Trap-Jaw Ants Can Escape by the Skin of Their Teeth

The trap-jaw ants, or Odontomachus, are a species of carnivorous ants that are mostly found in travel all over the world. They live in the tropics as well as the subtropics of the entire world. These ants have a pair of very large mandibles that point straight out. These mandibles, like jaws, can open a total of one hundred and eighty degrees.

Fastest Moving Jaws in the World
The mandibles are usually locked into place by an internal mechanism that can snap shut on the ant’s prey. Sensory hairs are located on the inside of the mandibles and this is what causes such a sharp snap. An innocent tickle to any one of these hairs and the trap-jaw ant now has a snack. The trap-jaw ants’ mandibles are extremely quick and powerful, thus giving this tiny ant its superior name. The mandibles are so strong that any prey caught in between them are either killed or maimed.

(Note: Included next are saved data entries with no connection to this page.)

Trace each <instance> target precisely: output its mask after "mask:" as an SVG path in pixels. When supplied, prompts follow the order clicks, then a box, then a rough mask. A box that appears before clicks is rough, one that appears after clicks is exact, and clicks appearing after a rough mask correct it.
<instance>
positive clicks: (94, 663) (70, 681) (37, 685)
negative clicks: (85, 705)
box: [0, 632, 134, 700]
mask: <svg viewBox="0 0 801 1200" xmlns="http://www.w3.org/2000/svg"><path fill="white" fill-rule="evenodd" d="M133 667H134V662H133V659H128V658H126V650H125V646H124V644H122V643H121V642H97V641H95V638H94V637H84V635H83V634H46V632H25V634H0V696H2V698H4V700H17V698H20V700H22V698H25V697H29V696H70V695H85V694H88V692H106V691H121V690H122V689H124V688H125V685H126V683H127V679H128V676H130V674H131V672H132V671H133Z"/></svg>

These tiny ants actually have the fastest moving mandibles in the entire animal kingdom. One study showed that the trap-jaw ants jaws travel at a speed of 78-143 miles per hour within 130 microseconds. That’s 300 times the body weight of the ant itself. These ants can also use their jaws to catapult themselves away from intruders or backwards to escape something that’s threatening the ant.

An assistant professor at the University of California at Berkeley, Sheila Patek, believes the key to the powerful jaws is a latch mechanism, much like a bow and arrow. Throwing a bow doesn’t do much, but once there’s some sort of elastic energy, or a latch, the bow soars. Just a snap of the powerful jaws and not only does the ant have something to eat, but it can launch itself up to 3.3 inches. It is known that a group of these ants will start jumping all at once, making it more difficult for predators to get hold of them.

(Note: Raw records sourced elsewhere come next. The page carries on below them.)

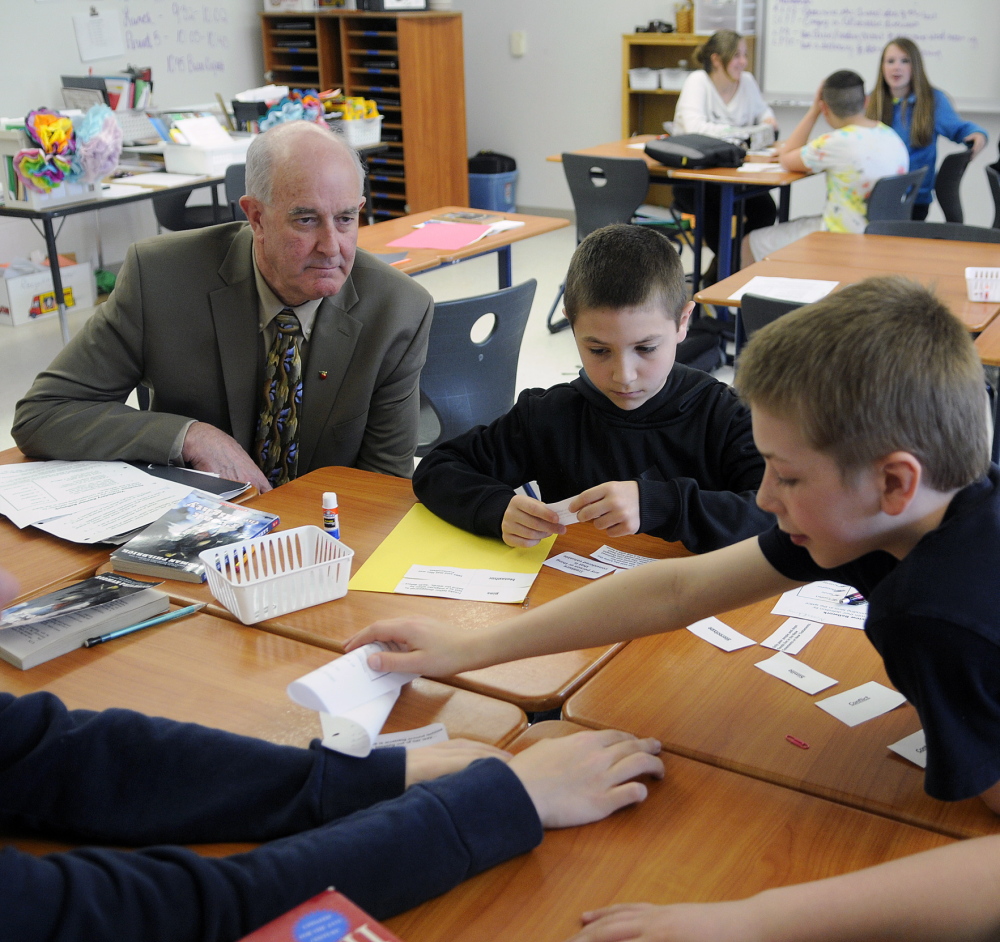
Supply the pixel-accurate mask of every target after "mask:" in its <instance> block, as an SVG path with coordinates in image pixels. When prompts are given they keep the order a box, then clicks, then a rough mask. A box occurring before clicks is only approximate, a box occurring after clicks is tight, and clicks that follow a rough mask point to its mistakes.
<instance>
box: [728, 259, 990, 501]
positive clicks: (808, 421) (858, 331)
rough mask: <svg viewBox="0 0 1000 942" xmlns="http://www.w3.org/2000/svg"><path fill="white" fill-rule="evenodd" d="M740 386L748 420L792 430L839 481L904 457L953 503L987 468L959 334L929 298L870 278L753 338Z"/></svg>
mask: <svg viewBox="0 0 1000 942" xmlns="http://www.w3.org/2000/svg"><path fill="white" fill-rule="evenodd" d="M736 385H737V386H738V387H739V391H740V396H741V397H742V398H743V399H744V401H746V402H747V403H748V404H749V405H750V407H751V408H760V409H764V410H765V411H767V412H769V413H772V414H774V415H776V416H780V417H782V418H786V419H788V420H791V421H795V422H797V423H798V425H799V428H800V429H801V431H802V434H803V436H804V438H805V440H806V441H807V442H808V443H809V445H810V447H812V448H815V449H816V450H818V451H822V452H825V453H827V454H829V455H830V456H831V457H832V458H833V459H834V461H836V463H837V465H838V467H839V468H840V471H841V473H842V474H843V475H844V477H845V479H846V478H847V477H849V476H850V475H851V474H852V473H853V472H855V471H857V470H859V469H861V468H863V467H865V466H867V465H870V464H871V463H873V462H875V461H878V460H879V459H880V458H884V457H885V456H886V455H889V454H891V453H892V452H894V451H907V452H909V453H910V454H911V455H913V456H914V457H916V458H917V459H918V460H919V461H920V464H921V465H922V467H923V470H924V482H925V483H926V484H927V485H928V486H929V487H931V488H933V489H934V490H937V491H951V490H955V489H957V488H960V487H965V486H966V485H967V484H971V483H972V482H973V481H976V480H978V479H979V478H981V477H982V476H983V475H984V474H986V472H987V470H988V469H989V466H990V428H989V421H988V416H987V407H986V384H985V381H984V378H983V367H982V364H981V363H980V360H979V356H978V355H977V353H976V350H975V347H974V346H973V344H972V340H971V339H970V338H969V335H968V332H967V331H966V329H965V327H964V326H963V325H962V323H961V322H960V321H959V320H958V318H957V317H955V316H954V315H953V314H952V313H951V312H950V311H949V310H948V309H947V308H946V307H945V306H944V305H943V304H942V303H941V302H940V301H939V300H938V299H937V298H936V297H935V296H934V295H933V294H932V293H931V292H930V291H928V290H927V289H926V288H923V287H921V286H920V285H918V284H915V283H914V282H912V281H907V280H906V279H905V278H901V277H883V278H867V279H866V280H864V281H861V282H858V283H857V284H854V285H848V286H847V287H846V288H844V289H843V291H838V292H837V293H835V294H831V295H829V296H828V297H826V298H824V299H823V300H822V301H817V302H816V303H815V304H809V305H806V306H805V307H801V308H799V309H798V310H795V311H792V312H791V313H790V314H785V315H784V316H783V317H780V318H779V319H778V320H776V321H775V322H774V323H773V324H769V325H768V326H767V327H764V328H762V329H761V330H759V331H757V333H755V334H754V336H753V339H752V340H751V341H750V343H749V344H747V346H746V347H745V348H744V350H743V353H742V354H741V356H740V362H739V369H738V372H737V375H736Z"/></svg>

Research Shows they Use Jaws for Offense Too
Trap-jaw ants are not a special group of ants. They have evolved several times over in the ant family. Therefore, all trap-jaw ants have the spring-loaded mandibles; the mechanism itself evolved over time and has used a different set of structures to get the trap-jaw function. These ants would be the worst kind to have at your picnic.

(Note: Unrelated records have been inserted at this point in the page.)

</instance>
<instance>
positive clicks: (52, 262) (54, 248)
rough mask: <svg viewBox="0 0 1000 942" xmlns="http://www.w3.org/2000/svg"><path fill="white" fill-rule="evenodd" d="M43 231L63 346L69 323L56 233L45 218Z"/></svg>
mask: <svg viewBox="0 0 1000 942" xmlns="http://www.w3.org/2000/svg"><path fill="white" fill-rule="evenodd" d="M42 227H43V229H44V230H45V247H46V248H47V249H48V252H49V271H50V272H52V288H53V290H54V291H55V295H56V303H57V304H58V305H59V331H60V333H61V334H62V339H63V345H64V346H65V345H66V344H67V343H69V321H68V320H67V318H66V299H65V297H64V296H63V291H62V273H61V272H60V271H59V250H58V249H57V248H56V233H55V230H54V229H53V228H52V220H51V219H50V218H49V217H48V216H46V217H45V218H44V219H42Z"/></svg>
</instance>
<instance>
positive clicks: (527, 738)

Researchers Andy Suarez and Fred Larabee wanted to see if the trap-jaw ants used their formidable mandibles for more than just eating and defense. They gathered up a group of antlions, which are an insect that builds a sand trap for other insects, preferably ants, to fall into. When an insect falls in, the antlion grabs it for a meal.

Researchers allowed the antlions to set up their traps and then placed trap-jaw ants in the area. The researchers learned through fast-action camera shots, that when many of the ants fell into the trap, they used their jaws to defend themselves. However, others catapulted themselves out to travel away from the trap.